A photo including Lisa Barlow and Meredith Marks in the show The Real Housewives of Salt Lake City

(l-r) Lisa Barlow, Meredith Marks

Bravo / NBC

Monica soon reveals to Angie and Lisa, who has also joined them, that she was a witness for the federal government in Jen’s trial, and that she’s harboring an extensive amount of secrets about every single one of the cast members, supplied to her by Jen. I expect great things from Monica, and not just because she got married, divorced, remarried, and re-divorced to the same man and her voice sounds like that of a Midwestern pediatric nurse obsessed with Dunkin Donuts—but not not because of those things.

The episode wraps up with a group gathering, and though it was the end of the premiere, it was the start of this series’ new beginning. Relationships between the entire cast are still strained, so Heather rounds everyone up for a boozy brunch. In the spirit of starting over, Meredith attempts to clear the air with Whitney, and their conversation devolves into a glorious rehash of past, off-camera events.
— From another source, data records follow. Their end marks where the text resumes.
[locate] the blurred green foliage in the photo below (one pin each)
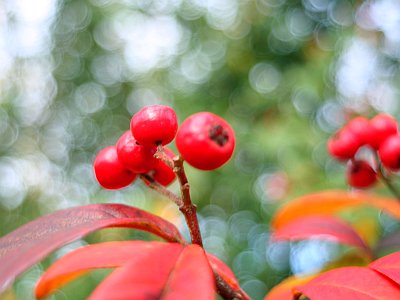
(285, 74)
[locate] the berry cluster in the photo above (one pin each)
(204, 140)
(380, 134)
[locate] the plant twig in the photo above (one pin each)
(160, 154)
(226, 292)
(161, 189)
(188, 208)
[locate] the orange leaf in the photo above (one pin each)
(350, 283)
(78, 262)
(324, 227)
(284, 290)
(173, 272)
(389, 266)
(30, 243)
(329, 202)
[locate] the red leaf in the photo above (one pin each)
(76, 263)
(30, 243)
(324, 227)
(388, 265)
(351, 283)
(389, 242)
(284, 290)
(224, 271)
(329, 202)
(171, 272)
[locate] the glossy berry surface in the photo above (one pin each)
(344, 144)
(154, 125)
(382, 126)
(360, 174)
(389, 152)
(135, 157)
(162, 173)
(205, 141)
(110, 172)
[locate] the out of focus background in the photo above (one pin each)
(285, 74)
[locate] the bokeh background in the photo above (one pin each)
(286, 75)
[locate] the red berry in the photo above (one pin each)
(154, 125)
(205, 141)
(360, 174)
(110, 172)
(361, 128)
(383, 126)
(137, 158)
(343, 145)
(162, 173)
(389, 152)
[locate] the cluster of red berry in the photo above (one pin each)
(204, 140)
(379, 134)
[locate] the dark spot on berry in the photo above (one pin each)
(218, 134)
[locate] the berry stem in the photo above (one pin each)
(161, 189)
(160, 154)
(226, 292)
(188, 208)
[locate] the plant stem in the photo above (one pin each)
(185, 204)
(161, 189)
(188, 208)
(226, 292)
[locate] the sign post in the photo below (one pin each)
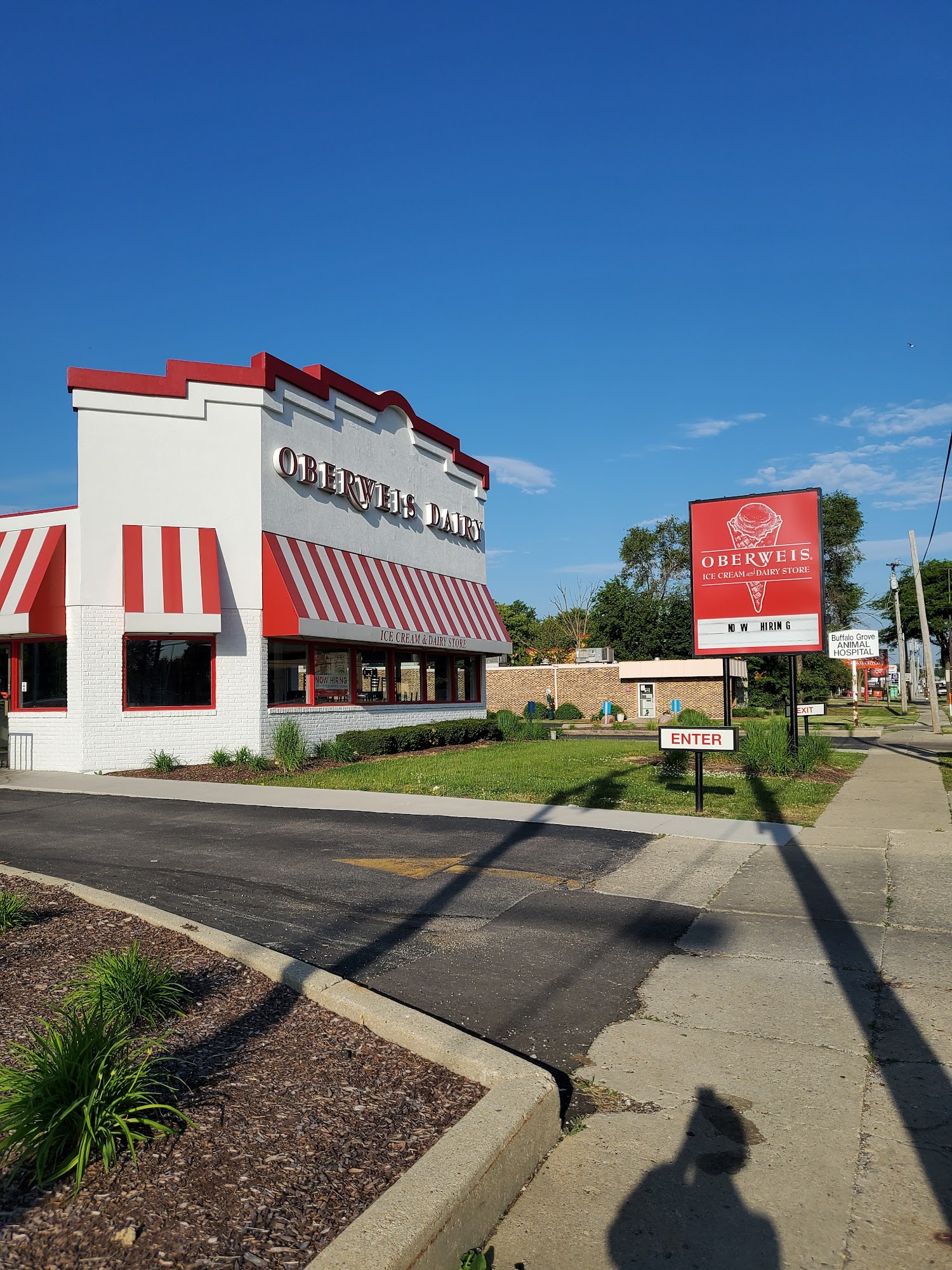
(757, 581)
(852, 647)
(699, 740)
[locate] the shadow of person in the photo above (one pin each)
(689, 1213)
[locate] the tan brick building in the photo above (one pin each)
(639, 689)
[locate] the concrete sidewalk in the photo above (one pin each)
(790, 1098)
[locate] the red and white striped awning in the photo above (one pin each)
(312, 590)
(171, 580)
(34, 581)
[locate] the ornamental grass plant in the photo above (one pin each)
(129, 987)
(15, 911)
(78, 1090)
(289, 746)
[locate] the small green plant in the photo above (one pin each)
(129, 986)
(15, 911)
(163, 763)
(79, 1090)
(289, 746)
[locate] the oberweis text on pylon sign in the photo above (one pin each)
(757, 581)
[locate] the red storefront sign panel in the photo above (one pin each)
(757, 573)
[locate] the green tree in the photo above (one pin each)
(939, 608)
(520, 619)
(842, 526)
(657, 561)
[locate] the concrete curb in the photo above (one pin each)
(453, 1198)
(402, 805)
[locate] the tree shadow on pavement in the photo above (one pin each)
(689, 1213)
(912, 1071)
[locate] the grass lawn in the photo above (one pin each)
(587, 774)
(880, 716)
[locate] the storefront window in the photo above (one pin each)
(373, 679)
(44, 675)
(408, 685)
(288, 674)
(466, 685)
(439, 679)
(332, 676)
(169, 672)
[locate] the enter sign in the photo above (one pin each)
(723, 740)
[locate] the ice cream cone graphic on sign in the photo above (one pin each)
(756, 525)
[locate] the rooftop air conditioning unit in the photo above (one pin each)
(588, 656)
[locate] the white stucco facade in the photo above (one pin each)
(197, 449)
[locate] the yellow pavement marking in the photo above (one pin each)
(425, 867)
(408, 867)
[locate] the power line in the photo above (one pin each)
(942, 487)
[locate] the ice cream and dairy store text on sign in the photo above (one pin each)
(757, 573)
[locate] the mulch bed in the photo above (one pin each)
(238, 775)
(301, 1118)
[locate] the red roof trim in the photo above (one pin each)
(40, 511)
(262, 374)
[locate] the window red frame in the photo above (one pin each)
(128, 639)
(16, 703)
(310, 704)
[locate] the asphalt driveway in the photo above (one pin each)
(489, 925)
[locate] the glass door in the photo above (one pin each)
(4, 705)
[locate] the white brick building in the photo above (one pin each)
(248, 542)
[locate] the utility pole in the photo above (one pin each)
(901, 641)
(927, 639)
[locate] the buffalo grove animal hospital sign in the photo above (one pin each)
(757, 573)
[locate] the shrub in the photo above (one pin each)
(813, 752)
(567, 711)
(765, 749)
(289, 746)
(129, 987)
(163, 763)
(393, 741)
(78, 1090)
(15, 911)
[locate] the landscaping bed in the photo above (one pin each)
(300, 1120)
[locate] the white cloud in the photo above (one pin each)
(710, 427)
(846, 471)
(896, 420)
(602, 567)
(898, 549)
(530, 478)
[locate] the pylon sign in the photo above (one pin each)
(757, 573)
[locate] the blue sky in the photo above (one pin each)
(634, 253)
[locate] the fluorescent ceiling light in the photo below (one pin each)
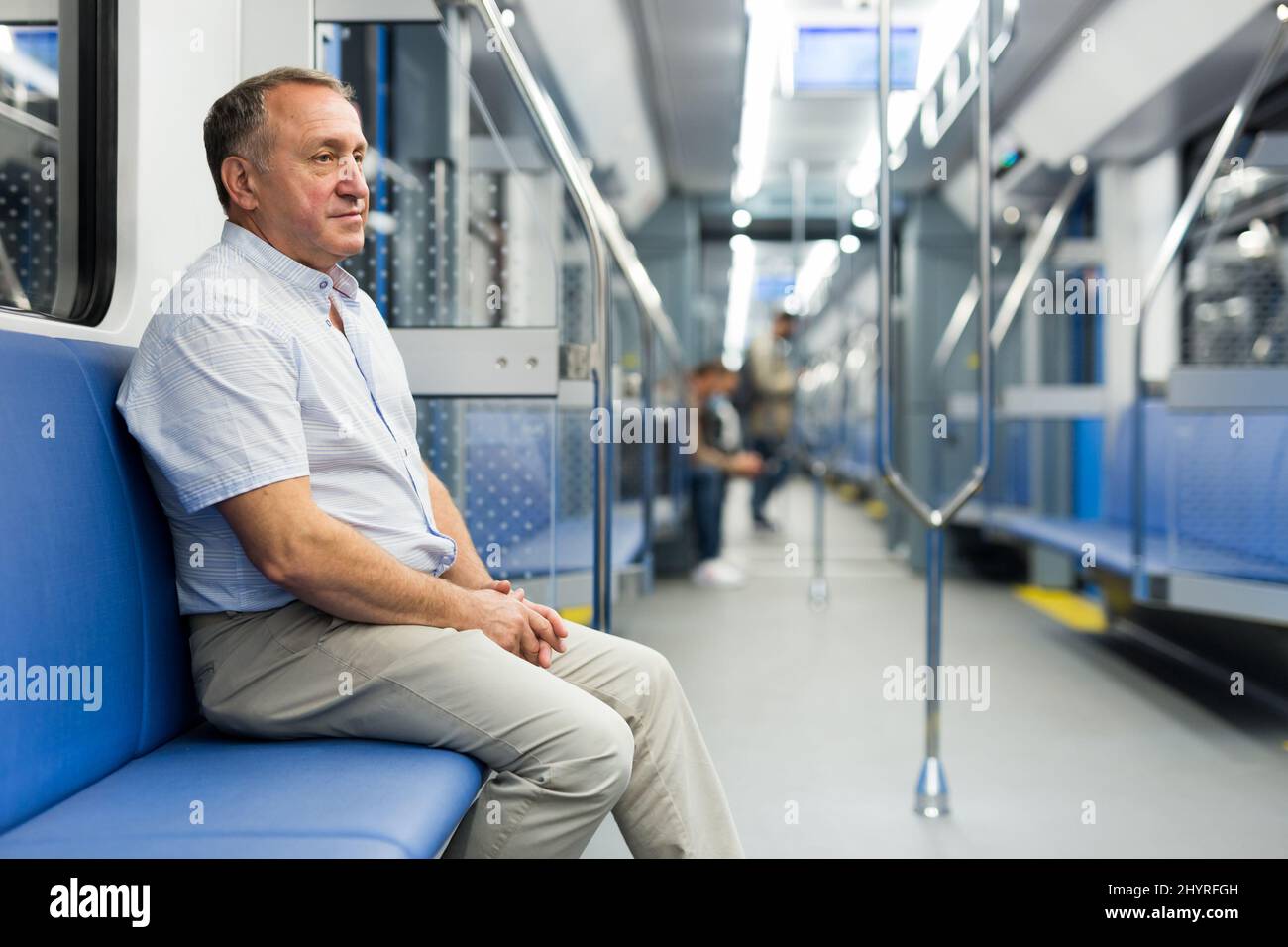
(741, 279)
(819, 264)
(758, 86)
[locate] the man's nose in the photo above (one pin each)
(351, 179)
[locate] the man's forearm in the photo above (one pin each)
(342, 573)
(468, 571)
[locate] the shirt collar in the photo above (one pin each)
(261, 252)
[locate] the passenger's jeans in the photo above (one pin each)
(605, 728)
(706, 502)
(773, 474)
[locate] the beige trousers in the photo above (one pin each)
(605, 728)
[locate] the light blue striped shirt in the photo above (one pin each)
(241, 380)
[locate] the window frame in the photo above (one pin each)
(88, 34)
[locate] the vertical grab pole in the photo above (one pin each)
(584, 193)
(931, 784)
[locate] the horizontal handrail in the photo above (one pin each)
(1225, 138)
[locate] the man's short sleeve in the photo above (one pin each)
(215, 406)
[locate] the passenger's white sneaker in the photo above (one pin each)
(717, 574)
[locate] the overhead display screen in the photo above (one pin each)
(844, 58)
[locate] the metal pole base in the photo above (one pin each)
(931, 789)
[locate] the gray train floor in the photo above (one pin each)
(816, 763)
Meredith accuses Whitney of starting the rumor that she does ketamine, which is why Meredith’s speech is so marble-mouthed and garbled. Never in my life did I think we’d get to watch two Housewives stare blankly into each other’s eyes while one denies rumors of ketamine use and the other denies they spread those rumors. Meredith transitions into slamming Whitney for her comments about Meredith and Seth’s special bathtime, claiming that Whitney was insinuating she has a filthy, disgusting house.
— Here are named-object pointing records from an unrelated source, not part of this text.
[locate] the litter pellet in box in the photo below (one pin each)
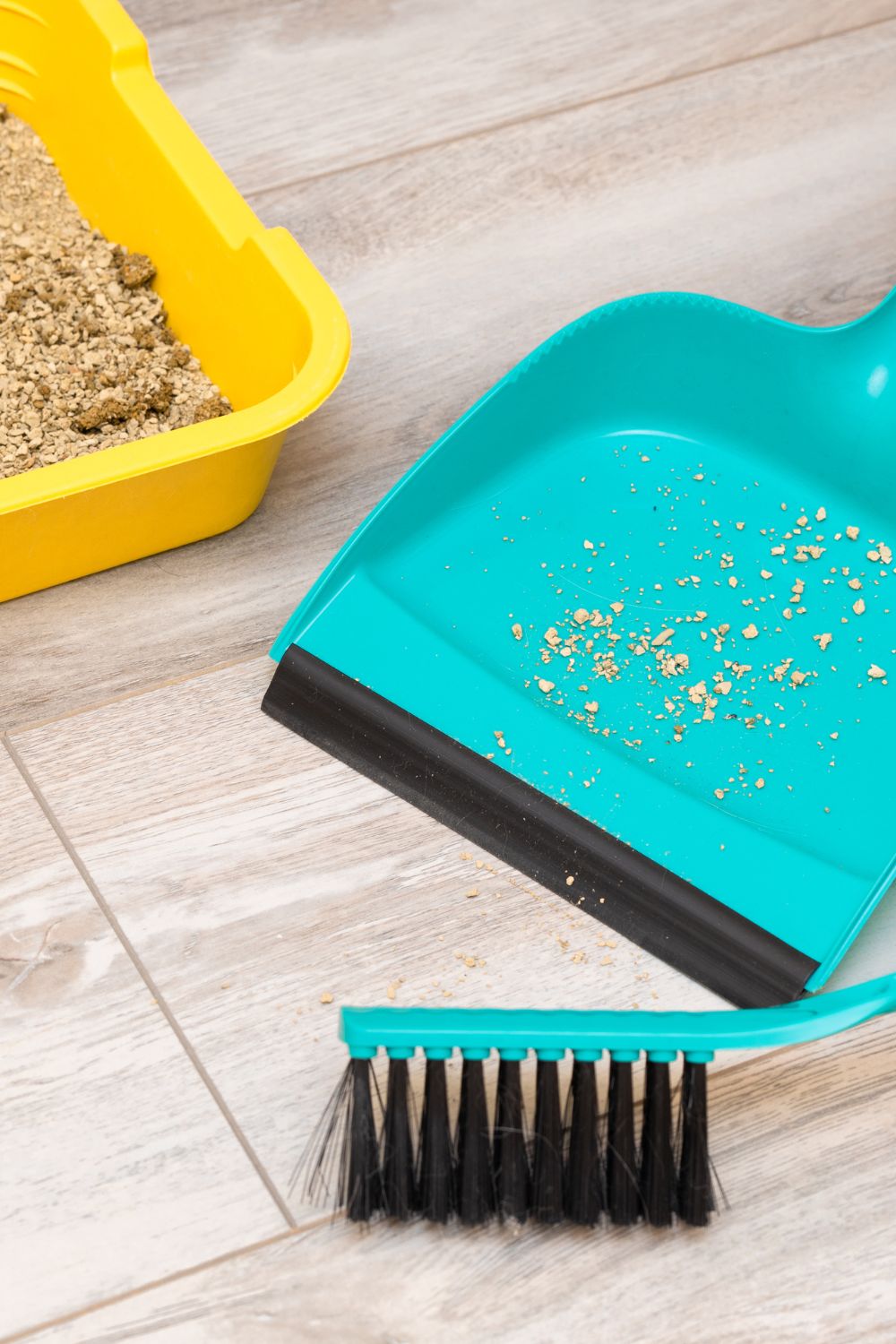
(86, 357)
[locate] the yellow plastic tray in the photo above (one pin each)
(263, 323)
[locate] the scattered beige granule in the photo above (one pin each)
(86, 357)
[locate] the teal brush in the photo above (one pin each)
(375, 1160)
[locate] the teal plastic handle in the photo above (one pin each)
(551, 1031)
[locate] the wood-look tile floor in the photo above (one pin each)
(182, 879)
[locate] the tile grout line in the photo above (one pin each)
(308, 1225)
(175, 1277)
(150, 983)
(497, 126)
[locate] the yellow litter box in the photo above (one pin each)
(78, 72)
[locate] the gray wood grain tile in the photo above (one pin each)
(804, 1142)
(767, 183)
(288, 89)
(254, 874)
(116, 1166)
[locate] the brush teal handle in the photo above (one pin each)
(552, 1031)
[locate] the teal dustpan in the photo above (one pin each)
(629, 624)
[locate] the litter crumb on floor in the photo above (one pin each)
(86, 357)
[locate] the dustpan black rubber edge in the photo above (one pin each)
(654, 908)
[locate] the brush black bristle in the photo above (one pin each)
(360, 1182)
(437, 1176)
(583, 1179)
(694, 1177)
(622, 1179)
(400, 1195)
(509, 1155)
(657, 1159)
(476, 1199)
(547, 1156)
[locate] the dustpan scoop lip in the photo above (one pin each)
(643, 900)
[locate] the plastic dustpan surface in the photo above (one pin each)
(265, 325)
(629, 624)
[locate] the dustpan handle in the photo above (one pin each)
(551, 1031)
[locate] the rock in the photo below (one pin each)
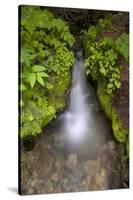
(33, 183)
(30, 191)
(111, 145)
(58, 189)
(44, 164)
(50, 187)
(101, 179)
(90, 167)
(55, 177)
(72, 161)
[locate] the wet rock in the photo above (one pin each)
(90, 167)
(59, 163)
(111, 145)
(58, 189)
(55, 177)
(101, 179)
(44, 164)
(30, 191)
(50, 187)
(33, 183)
(72, 161)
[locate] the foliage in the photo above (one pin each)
(45, 61)
(102, 54)
(122, 45)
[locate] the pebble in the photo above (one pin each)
(101, 179)
(111, 145)
(50, 187)
(33, 183)
(55, 177)
(30, 191)
(90, 167)
(72, 161)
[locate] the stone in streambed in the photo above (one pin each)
(55, 177)
(72, 161)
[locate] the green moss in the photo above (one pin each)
(104, 99)
(120, 132)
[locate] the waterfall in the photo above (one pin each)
(84, 128)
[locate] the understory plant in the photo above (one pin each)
(102, 54)
(45, 62)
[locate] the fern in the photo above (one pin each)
(44, 55)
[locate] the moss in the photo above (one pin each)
(104, 99)
(120, 132)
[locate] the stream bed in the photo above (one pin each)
(46, 169)
(82, 155)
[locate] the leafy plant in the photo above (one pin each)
(102, 55)
(45, 61)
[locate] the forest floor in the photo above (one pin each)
(46, 169)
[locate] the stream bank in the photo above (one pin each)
(48, 168)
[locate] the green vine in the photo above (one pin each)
(45, 61)
(103, 54)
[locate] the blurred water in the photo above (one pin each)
(84, 128)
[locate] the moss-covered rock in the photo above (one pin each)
(97, 42)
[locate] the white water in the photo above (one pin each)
(76, 124)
A photo including Meredith Marks, Whitney Rose in the show The Real Housewives of Salt Lake City

(l-r) Meredith Marks, Whitney Rose

Bravo / NBC

“I would never assume that Meredith has a dirty house,” Whitney says in her confessional. “I don’t even know where you’re living right now, I don’t know what vacation rental you’re staying in!” The editors then throw up a visual aid of Meredith’s four separate rental homes, complete with the years that she stayed in each one. Then things really start circling the drain (pun intended) when Whitney transitions into her stilted baby voice and begins to spout off random lines about bathroom hygiene. “Mer-dith, eye take batts all da time, but I pre-per to take my batts owl alone, which is true,” Whitney—or the scary spirit of the little Dutch boy who fell down a well and now sometimes possesses Whitney—says. Meredith looks as perplexed as the rest of us watching at home, and Heather diffuses the situation with a call to arms.

“This is your last chance to take out any hurt feelings, any resentment, any anger, leave it all on the field right now,” Heather says, standing before crates of professionally made snowballs. A whistle is blown, and the women pretend to throw a few balls before trying to tap out. That is, until Lisa gets hit in the head with a snowball, and the battle really begins. This premiere is bookended by two brilliantly deranged editing choices, and the snowball fight turns into an all-out, slow-motion biblical war, set again to a gothic opera worthy of a Bayonetta game. At one point, Monica literally tackles Angie, and the two roll down a hill. The only thing Angie’s mic pack can capture is her final, desperate howl: “My hair!”

I’m a simple man who loves simple pleasures, and the snowball fight was the perfect way to close out the premiere. I couldn’t help but think that, if Jen had been there, she would’ve gone DEFCON 1, ready to turn a snowball blow to the dome into an exhausting grudge held throughout the entire season. But it’s a new era, and with Jen serving her time, the story can finally progress. The only things that aren’t locked up are her secrets, and if what Monica is alluding to is true, Jen’s manipulative influence will be felt regardless of whether she’s there or not.